Schlechter: Rolle der Nationalmannschaft

Beredtes Zeugnis der Diskrepanz zwischen proklamierter wertebasierter Haltung und tatsächlichem Handeln ist auch die kommende Weltmeisterschaft in Katar. Wohl wissend, dass die Mehrzahl der Fußballinteressierten in Deutschland, aufgrund der Umstände der Vergabe, diskriminierender Bedingungen, aber vor allem angesichts der Menschenopfer bei der Errichtung der Infrastruktur, der Teilnahme einer deutschen Mannschaft ablehnend gegenübersteht, hat der DFB niemals auch nur einen leisen Zweifel erkennen lassen, ungeachtet aller Proteste an dem Turnier teilzunehmen.
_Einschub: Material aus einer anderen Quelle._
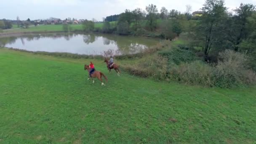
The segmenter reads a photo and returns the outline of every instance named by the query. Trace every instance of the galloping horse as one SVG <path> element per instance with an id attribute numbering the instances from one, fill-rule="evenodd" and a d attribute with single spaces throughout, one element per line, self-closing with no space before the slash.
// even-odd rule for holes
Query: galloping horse
<path id="1" fill-rule="evenodd" d="M 90 67 L 89 66 L 85 64 L 85 70 L 86 69 L 88 71 L 88 73 L 90 72 Z M 100 71 L 98 71 L 97 70 L 95 70 L 93 73 L 92 73 L 91 75 L 91 77 L 93 78 L 93 83 L 94 83 L 94 80 L 93 80 L 93 78 L 97 77 L 98 79 L 101 82 L 101 85 L 104 85 L 104 83 L 102 82 L 102 79 L 101 79 L 101 77 L 103 76 L 104 78 L 105 78 L 105 80 L 106 80 L 106 83 L 107 83 L 107 77 L 104 75 L 104 74 Z M 88 78 L 88 80 L 90 78 Z"/>
<path id="2" fill-rule="evenodd" d="M 115 63 L 113 63 L 112 64 L 110 64 L 110 65 L 109 65 L 109 68 L 108 67 L 108 64 L 109 64 L 109 61 L 108 61 L 108 60 L 107 59 L 105 59 L 105 60 L 104 60 L 104 62 L 105 62 L 107 64 L 107 67 L 108 69 L 109 69 L 109 72 L 111 72 L 111 69 L 115 69 L 115 70 L 116 72 L 117 72 L 117 75 L 120 76 L 120 74 L 121 73 L 121 71 L 119 69 L 119 66 L 118 66 L 118 65 L 117 65 L 117 64 L 116 64 Z"/>

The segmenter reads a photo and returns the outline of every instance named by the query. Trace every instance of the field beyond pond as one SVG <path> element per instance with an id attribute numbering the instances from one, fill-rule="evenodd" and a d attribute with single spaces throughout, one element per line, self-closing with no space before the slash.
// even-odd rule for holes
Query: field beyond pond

Es ergibt sich ein überwältigendes Verhältnis von 1 : 13 gegen die Faninteressen. Der Fußball kommt heute als modernes Hochglanzprodukt daher – und hat doch bei seinen treuesten Anhängern so viel an Attraktivität verloren! Zwar freuen sich die Fans auf den Saisonstart, aber ihr Frust wächst von Jahr zu Jahr, so dass man sich fragt, für wen der Zirkus eigentlich veranstaltet wird.

ProFans, im August 2022

 

Die Frage der Teilnahme der deutschen Fußball-Nationalmannschaft an der WM in Katar spaltet die Fußballgemeinschaft. Das Bündnis ProFans hat den DFB in einem Offenen Brief aufgefordert, eine Mitgliederbefragung durchzuführen und das Ergebnis zu veröffentlichen.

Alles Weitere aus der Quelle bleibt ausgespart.